Please visit www.morethan28days.com for more information on the Black Male Identity Project.
Made possible by a major grant from the Open Society Institute’s U.S. Program’s Campaign for Black Male Achievement, Black Male Identity engages multiple partners and participants to overcome the prevailing negative stereotypes on what it means to be a black male.
Project leaders Sam Christian Holmes, Fanon Hill, and Peter Bruun facilitate a process with support from an Advisory Group of artists, scholars, activists, and community leaders, and multiple partnerships with individuals and institutions throughout the Baltimore region.
Artists and other Baltimore residents take up the challenge of creating images and language that express a new, authentic, complex and thought-provoking view of what it means to be black and male in America.
The works are created throughout the first half of 2011, and will be shared in multiple exhibitions and events in fall 2011, as well as documented in a film, promoted through a media campaign, and disseminated nationally through a project website.

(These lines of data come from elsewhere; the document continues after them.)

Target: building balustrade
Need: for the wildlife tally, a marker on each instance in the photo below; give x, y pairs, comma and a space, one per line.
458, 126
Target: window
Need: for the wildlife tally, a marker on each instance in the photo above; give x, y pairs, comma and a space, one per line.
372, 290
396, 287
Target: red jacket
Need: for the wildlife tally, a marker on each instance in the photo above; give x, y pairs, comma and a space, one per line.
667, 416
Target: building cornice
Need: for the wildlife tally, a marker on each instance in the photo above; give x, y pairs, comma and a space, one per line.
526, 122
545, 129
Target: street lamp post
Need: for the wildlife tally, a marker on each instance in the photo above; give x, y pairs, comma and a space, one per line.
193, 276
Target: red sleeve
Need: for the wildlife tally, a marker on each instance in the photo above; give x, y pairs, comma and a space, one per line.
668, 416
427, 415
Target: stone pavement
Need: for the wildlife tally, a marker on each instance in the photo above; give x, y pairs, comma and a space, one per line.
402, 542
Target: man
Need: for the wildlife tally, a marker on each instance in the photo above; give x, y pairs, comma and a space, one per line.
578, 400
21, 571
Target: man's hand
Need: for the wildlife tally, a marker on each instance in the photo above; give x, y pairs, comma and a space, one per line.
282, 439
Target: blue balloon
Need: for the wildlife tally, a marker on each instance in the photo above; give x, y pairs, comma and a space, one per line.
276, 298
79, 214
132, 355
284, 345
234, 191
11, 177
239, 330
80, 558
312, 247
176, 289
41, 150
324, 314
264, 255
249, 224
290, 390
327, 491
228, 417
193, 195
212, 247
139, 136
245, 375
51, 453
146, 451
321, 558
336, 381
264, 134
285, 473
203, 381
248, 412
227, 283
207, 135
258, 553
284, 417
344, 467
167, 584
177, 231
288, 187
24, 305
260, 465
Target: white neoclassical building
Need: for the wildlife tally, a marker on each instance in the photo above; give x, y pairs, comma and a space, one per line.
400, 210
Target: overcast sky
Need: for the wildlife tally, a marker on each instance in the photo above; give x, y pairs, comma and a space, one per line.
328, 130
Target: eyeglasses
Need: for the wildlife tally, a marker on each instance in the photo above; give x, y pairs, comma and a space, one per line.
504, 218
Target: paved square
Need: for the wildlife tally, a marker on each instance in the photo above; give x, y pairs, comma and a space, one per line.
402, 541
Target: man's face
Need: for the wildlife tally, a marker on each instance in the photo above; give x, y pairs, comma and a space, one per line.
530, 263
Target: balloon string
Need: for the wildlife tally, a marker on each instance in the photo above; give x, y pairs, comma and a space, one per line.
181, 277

In the United States, obstacles to achievement continue to persist for black men and boys in the areas of education, work, and family. Black Male Identity will provide new understanding of what it means to be a black male in this country, instigating dialogue and change in current perceptions. The project will also offer a model for other cities to help undo existing negative biases towards black men and boys standing in the way of opportunity.